Make no mistake, though: this is no hodgepodge of random notations, and no new age hocus-pocus disguised in anarchist colors. Cudenec’s text is well-structured, consistent in its arguments, and manages to address poetry, mysticism, and spirituality without regressing into lofty gibberish. It is never in doubt that the book is a serious attempt at helping us answer the ever relevant question of whether life can change with a rearrangement of social institutions alone, if we don’t change as human beings.
This is not an either-or question of course, as social institutions determine personal development – but the opposite is true as well. As Cudenec puts it, it is not that “the message is an individualist one … The reason why individuals must follow this path is so that they can better channel and carry out the needs of the larger whole.” (vii)
In a kind of Landauerian twist of Nietzsche (readers who couldn’t care less about either can simply ignore this observation), Cudenec puts a strong emphasis on the figure of the “outsider”: “Being an ‘outsider’ is thus a stage in a personal transformation which we must all experience if we are ever to emerge from the perpetual self-obsessed adolescence encouraged by contemporary society.” (viii)
Once again, the purpose of this stage is not to remain isolated, but to reunite with others as an individual better equipped for communal existence: “As instinctive outsiders, we free ourselves from the chains of society’s expectations only to find ourselves bearing an enormous burden of care for the well-being of the community. An extreme sense of personal freedom combined with an extreme sense of collective responsibility – this is the powerful creative tension at the heart of the anarchist psyche.” (85)
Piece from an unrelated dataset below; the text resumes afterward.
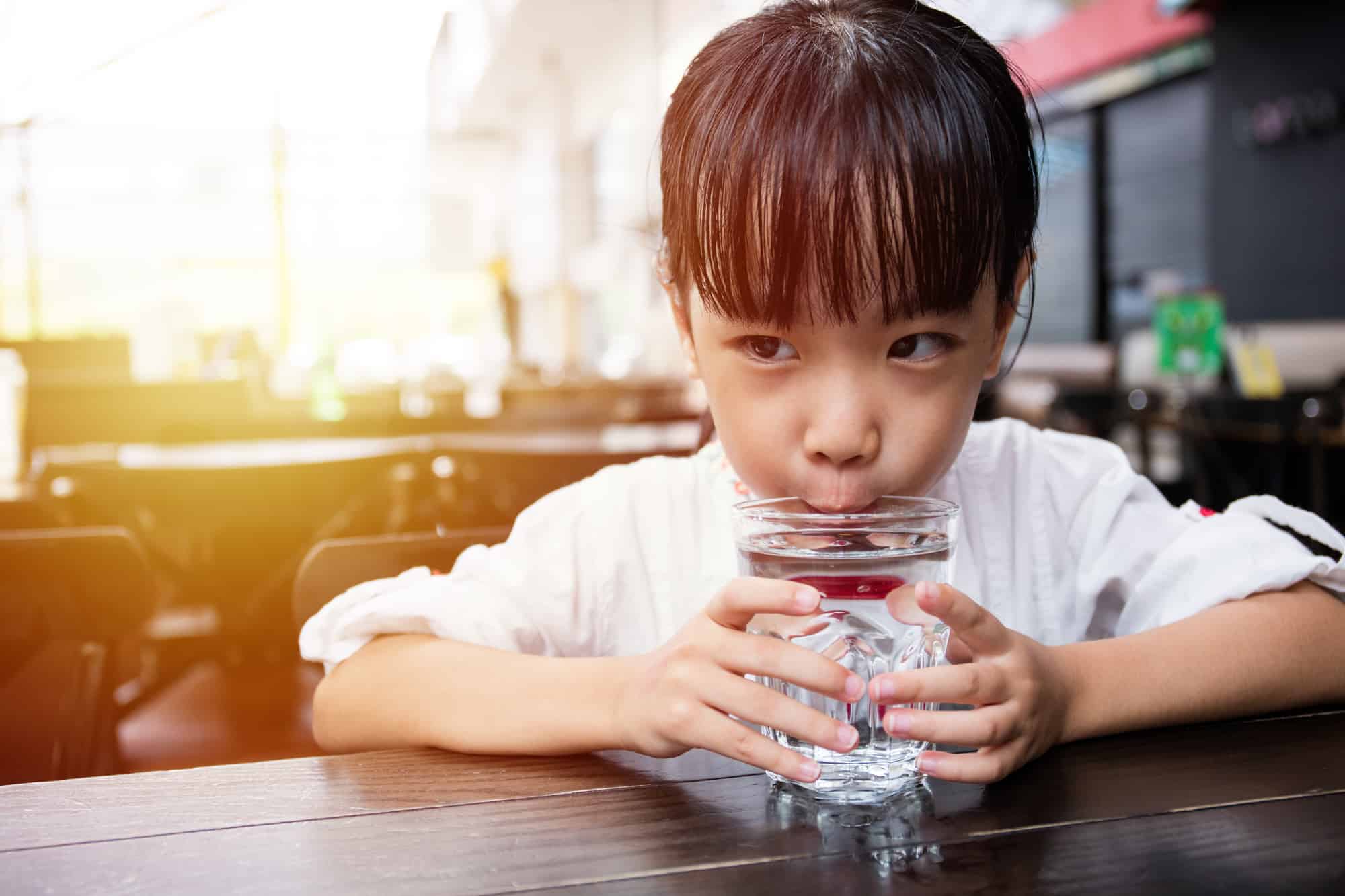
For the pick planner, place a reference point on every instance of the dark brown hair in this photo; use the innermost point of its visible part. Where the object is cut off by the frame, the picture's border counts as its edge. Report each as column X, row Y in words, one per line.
column 825, row 154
The anarchist “revelation” that the book’s title alludes to is a consequence of these convictions: “It is not so much a revolution that is needed, but a revelation – a lifting of all the veils of falsity and a joyful rediscovery of the authentic core of our existence.” (121)
To speak of an “authentic core of our existence” or, as Cudenec does on other occasions, of a “human archetype” (19) or the possibility of failing to become “all that nature intended us to be” (25) easily evokes accusations of essentialism. Yet, if we look beyond the terminological difficulties, an important question is raised here: What is it that we, as anarchists, actually want and need? In the end, only an answer to this question can lay the foundation for the communities we are seeking.
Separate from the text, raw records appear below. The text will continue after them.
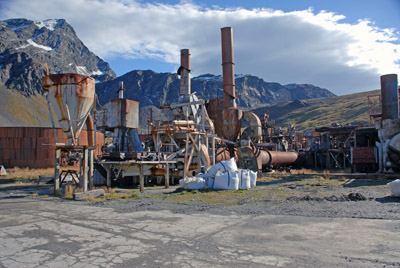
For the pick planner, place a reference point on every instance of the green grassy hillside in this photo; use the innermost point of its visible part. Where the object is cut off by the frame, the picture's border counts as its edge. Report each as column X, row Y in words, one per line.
column 309, row 114
column 18, row 110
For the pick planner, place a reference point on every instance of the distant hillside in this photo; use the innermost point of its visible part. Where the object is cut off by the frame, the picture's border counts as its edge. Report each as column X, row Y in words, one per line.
column 152, row 88
column 309, row 114
column 18, row 110
column 26, row 46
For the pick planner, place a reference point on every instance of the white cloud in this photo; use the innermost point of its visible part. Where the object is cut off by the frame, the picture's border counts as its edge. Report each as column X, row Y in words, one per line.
column 285, row 47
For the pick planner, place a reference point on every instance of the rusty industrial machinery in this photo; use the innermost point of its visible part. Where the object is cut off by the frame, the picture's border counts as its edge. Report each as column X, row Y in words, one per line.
column 187, row 135
column 72, row 97
column 229, row 120
column 124, row 158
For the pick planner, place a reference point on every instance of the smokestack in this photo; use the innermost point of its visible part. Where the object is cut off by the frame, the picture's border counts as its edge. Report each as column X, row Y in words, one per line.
column 228, row 67
column 184, row 72
column 121, row 90
column 390, row 96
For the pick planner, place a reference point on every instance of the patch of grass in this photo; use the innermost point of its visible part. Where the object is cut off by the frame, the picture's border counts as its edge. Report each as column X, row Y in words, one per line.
column 16, row 174
column 312, row 113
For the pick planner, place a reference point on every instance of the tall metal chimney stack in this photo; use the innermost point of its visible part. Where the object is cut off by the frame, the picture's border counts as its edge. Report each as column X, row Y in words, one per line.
column 390, row 96
column 184, row 72
column 228, row 67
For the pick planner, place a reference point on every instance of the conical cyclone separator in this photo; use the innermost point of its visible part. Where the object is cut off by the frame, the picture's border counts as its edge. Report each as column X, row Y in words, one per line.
column 72, row 97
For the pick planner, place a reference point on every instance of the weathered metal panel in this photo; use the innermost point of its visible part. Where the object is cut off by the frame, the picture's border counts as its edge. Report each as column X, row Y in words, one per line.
column 363, row 155
column 29, row 151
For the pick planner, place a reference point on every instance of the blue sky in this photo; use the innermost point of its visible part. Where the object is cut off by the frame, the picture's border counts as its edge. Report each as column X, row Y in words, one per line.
column 343, row 46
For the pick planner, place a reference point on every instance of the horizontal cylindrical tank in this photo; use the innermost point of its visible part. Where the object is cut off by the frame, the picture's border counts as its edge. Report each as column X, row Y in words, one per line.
column 275, row 158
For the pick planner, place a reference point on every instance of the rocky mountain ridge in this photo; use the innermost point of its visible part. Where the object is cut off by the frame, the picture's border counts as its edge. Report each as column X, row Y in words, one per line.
column 27, row 46
column 151, row 88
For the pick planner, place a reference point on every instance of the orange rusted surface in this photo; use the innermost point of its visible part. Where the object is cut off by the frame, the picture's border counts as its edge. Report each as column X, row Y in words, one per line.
column 72, row 97
column 24, row 146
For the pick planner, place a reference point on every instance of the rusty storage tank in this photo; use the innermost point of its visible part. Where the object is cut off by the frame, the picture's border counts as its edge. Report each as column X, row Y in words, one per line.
column 23, row 146
column 72, row 97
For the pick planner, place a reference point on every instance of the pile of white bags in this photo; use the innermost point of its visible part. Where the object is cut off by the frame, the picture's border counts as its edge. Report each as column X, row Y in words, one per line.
column 222, row 176
column 395, row 187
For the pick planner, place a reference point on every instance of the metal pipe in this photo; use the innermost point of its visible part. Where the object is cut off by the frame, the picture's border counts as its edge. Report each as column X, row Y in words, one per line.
column 90, row 131
column 184, row 72
column 121, row 90
column 228, row 72
column 390, row 96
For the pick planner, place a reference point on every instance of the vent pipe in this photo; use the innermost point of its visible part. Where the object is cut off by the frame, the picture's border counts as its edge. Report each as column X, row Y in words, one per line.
column 228, row 72
column 184, row 72
column 121, row 90
column 390, row 96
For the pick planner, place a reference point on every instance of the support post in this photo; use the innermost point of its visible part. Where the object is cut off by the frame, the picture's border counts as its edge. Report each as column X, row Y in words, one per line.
column 83, row 180
column 213, row 150
column 108, row 176
column 167, row 176
column 91, row 171
column 141, row 182
column 57, row 155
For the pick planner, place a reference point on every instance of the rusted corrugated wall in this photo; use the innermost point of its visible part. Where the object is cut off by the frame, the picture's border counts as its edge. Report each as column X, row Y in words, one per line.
column 23, row 146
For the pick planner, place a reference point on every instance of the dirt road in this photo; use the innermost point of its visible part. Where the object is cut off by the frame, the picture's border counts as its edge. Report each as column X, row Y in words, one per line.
column 284, row 222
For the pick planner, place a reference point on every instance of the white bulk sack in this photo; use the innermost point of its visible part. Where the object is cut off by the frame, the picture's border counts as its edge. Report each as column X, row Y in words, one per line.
column 224, row 166
column 395, row 187
column 192, row 183
column 253, row 178
column 226, row 181
column 210, row 183
column 244, row 179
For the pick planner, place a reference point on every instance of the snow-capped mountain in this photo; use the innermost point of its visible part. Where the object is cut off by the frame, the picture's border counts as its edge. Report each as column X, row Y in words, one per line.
column 26, row 46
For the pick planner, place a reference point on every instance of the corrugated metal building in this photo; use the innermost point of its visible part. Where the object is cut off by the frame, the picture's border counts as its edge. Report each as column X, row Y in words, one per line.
column 25, row 146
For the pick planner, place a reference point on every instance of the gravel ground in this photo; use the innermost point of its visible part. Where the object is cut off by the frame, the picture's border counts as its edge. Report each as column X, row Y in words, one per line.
column 286, row 221
column 316, row 197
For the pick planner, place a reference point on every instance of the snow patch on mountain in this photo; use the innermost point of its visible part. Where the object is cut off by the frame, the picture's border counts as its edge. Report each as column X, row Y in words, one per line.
column 49, row 24
column 31, row 43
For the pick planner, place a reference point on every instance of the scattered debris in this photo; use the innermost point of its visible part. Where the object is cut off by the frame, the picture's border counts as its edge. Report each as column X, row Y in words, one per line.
column 332, row 198
column 88, row 194
column 395, row 187
column 2, row 170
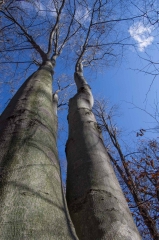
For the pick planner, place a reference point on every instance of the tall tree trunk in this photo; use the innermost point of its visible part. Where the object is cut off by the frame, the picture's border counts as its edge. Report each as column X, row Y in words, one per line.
column 95, row 200
column 32, row 204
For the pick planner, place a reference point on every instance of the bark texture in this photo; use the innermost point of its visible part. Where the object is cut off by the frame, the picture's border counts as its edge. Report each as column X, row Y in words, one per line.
column 32, row 204
column 95, row 200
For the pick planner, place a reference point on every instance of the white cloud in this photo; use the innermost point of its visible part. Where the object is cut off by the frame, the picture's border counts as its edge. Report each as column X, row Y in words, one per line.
column 82, row 15
column 142, row 35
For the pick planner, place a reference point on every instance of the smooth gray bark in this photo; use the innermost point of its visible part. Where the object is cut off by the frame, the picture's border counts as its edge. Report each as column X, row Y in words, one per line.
column 32, row 204
column 95, row 200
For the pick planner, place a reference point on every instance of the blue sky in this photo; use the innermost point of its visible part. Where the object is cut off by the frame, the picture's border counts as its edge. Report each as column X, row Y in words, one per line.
column 119, row 84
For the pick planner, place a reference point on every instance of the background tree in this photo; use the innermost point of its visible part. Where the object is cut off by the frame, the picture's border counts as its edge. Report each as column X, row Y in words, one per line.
column 137, row 171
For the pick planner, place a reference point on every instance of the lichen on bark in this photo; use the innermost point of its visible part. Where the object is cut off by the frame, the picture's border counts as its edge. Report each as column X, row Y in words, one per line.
column 32, row 204
column 95, row 200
Paul Cudenec’s work will mostly appeal to those who – in increasing numbers – explore the relations between anarchism and philosophy, psychology, and religion. People looking for in-depth analyses of governmental bodies, labor conditions, or gender and race relations might have to turn somewhere else. No single book has it all.
The Anarchist Revelation has a clear purpose, however, that is, reflecting on the transformation of the self for the benefit of the community. Everyone interested in this mighty challenge will find the text to be an inspiring read.